Friday, October 9, 2009

Servival Skills

A fellow dyslexic blogger over at Teh Dyslexic Storytellers Blog had a post today about the rules of faking it. Basically what a dyslexic child has to do to pass as literate. I am a big fan of coping skills, but have employed different tactics and thus feel the need to add my own list.

1. Listen carefully - If you don't have an autographic memory, practice your listening skills as much as you can and do everything possible to commit everything you hear to memory. Listening is the most powerful tool a non-reader has, never forget that.

2. Memorize lots of books - Once you have mastered your listening skills, start memorizing every book that is ever read aloud to you. Any dyslexic child should be able to resite a minimum of 100 books, turning the pages at the right time. This skill will be invaluable when forced to do book reports or read aloud in class.

3. Find something else you are good at - For me it was math. It is a lot easier to do metal math that mental spelling, so I forced myself to excell in math as a child. If you are performing above grade level in one subject it is easier for people to overlook the fact that you are underpreforming in another subject.

4. Embrace the audio book - I still listen to lots of audio books and don't see any reason why any dyslexic shouldn't be listening to audio books. Public librarys have lots of audio books available. Audio bookworm is a netflix for books on CD type service that is great. And RFB&D (recordings for the blind and dyslexic) is just playing fabuolous. If you don't know how to read, you probably aren't reading this blog, but you should belong to RFB&D - because text books on tape is a gift sent straight from heven.

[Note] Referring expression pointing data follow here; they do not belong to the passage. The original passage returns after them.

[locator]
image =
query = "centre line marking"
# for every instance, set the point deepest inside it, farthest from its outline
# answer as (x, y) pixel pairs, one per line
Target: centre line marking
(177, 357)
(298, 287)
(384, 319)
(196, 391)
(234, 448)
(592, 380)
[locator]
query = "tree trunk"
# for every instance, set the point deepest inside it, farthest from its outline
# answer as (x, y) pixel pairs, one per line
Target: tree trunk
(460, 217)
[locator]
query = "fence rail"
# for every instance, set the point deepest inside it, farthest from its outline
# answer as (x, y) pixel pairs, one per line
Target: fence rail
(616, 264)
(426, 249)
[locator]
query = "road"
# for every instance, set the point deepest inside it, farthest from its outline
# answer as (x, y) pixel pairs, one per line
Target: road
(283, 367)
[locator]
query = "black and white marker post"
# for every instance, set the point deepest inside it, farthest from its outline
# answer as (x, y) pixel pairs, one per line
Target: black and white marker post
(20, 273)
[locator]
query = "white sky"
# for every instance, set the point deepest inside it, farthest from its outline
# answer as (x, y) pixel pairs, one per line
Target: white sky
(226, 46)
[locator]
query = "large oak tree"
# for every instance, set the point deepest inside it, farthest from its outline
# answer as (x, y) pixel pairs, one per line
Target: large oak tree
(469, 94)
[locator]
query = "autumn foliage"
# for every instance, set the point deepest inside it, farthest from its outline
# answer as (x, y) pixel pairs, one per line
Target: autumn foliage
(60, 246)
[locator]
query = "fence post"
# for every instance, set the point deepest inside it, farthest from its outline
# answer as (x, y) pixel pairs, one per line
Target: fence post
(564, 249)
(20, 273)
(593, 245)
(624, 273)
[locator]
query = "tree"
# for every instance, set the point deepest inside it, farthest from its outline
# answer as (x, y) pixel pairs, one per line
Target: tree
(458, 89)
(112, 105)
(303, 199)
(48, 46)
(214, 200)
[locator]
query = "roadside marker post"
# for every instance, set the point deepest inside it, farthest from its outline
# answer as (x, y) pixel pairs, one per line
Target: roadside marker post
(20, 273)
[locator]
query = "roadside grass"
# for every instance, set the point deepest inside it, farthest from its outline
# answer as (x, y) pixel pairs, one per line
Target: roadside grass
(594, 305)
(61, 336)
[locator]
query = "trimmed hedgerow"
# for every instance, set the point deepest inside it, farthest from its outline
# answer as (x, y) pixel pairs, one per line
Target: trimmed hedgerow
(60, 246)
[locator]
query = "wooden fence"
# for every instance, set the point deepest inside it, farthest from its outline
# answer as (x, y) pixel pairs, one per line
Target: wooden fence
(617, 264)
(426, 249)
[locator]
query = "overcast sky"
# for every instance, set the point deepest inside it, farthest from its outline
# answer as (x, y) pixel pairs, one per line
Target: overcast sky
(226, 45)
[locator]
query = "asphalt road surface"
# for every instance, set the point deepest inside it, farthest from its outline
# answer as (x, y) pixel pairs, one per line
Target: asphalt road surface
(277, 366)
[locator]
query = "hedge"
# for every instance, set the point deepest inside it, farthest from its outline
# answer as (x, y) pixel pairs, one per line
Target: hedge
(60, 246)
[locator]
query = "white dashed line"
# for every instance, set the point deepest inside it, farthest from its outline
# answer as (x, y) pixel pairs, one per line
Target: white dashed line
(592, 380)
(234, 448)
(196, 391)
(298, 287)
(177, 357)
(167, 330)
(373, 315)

5. Problem solve - When given a situation that seems impossible, find a new solution. If your keyboarding teacher expects you to type faster than you can read, don't read while you are typing. If you are required to write an inclass essay study spelling words related to the topic instead of the facts associated with it. You are the one who knows what problems you're facing, and you are the one who can find the solution. Never expect it to be the solution that your teacher gives you. Just accept that you know yourself better than anyone else and only you can determine what it will take for you to servive.

6. Stay confodent - Many dyslexic people have gone on to achieve greatness, and there is no reason why you can't be one of them. If your dream in life is to be a secretary - you will never achieve your goals. So just be the boss instead, and hire a secretary to correct your spelling for you. If you can't be average - be exceptional instead.

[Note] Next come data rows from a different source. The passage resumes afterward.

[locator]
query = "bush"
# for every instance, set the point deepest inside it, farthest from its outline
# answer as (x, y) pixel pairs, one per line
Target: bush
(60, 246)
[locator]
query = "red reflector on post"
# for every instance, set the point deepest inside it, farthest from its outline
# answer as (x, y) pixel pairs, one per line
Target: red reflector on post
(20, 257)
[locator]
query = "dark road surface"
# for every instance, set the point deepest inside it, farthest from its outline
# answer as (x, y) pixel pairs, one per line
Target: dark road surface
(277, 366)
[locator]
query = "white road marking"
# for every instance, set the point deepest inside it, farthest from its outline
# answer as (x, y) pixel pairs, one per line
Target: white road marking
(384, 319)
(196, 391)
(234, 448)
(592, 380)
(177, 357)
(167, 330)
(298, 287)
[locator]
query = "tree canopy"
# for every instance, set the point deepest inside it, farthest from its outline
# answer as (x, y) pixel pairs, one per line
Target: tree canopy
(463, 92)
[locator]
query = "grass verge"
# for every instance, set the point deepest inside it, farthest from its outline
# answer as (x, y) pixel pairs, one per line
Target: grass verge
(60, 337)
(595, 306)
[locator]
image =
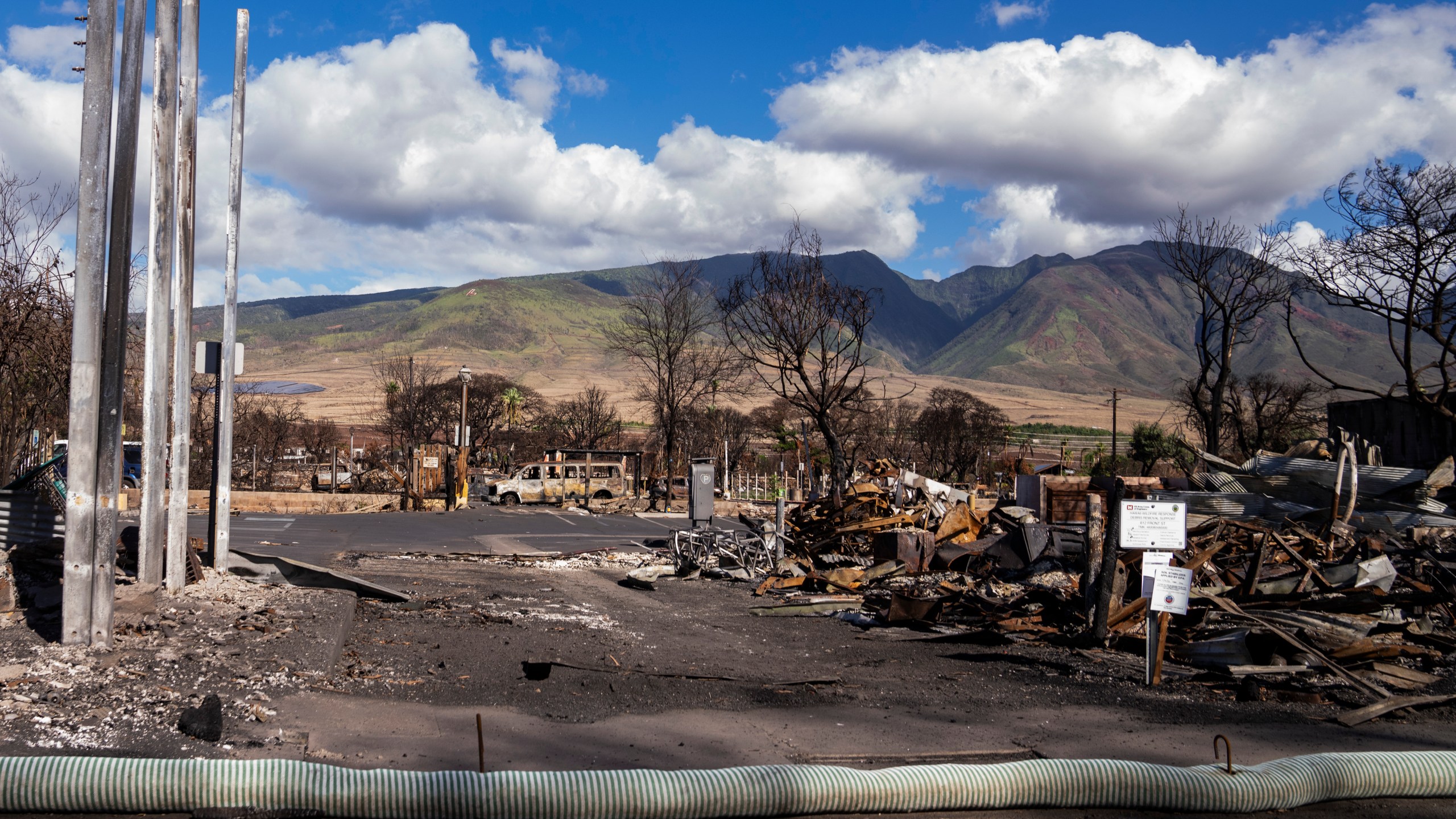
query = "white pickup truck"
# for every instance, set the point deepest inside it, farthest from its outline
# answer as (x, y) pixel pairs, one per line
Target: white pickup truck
(555, 481)
(324, 478)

7. Learn how to read - If you are severly dyslexic, this is quite possibly the hardest thing you will ever do in your life. But do it anyway. Get help for any sorce you can, and find a way to crack the code that is your own mind. If you can do this one impossible thing, then you truly can do anything. Don't let yourself stand between you and the rest of your dreams.

Joke of the Day
Dyslexics of the world UNTIE


Anonymous said...

Hurrah. This post has put tears in my eyes. Thanks, Kate. From one of your biggest fans, Mom.

The pale observer said...

Thanks for the inspirational post! My hubby's dyslexic and it always amazes me how he sees/reads things, and how he gets by as a Director of a company. I think it takes some serious effort and I applaud you all. Especially for actually writing a blog as a hobby! More power to you.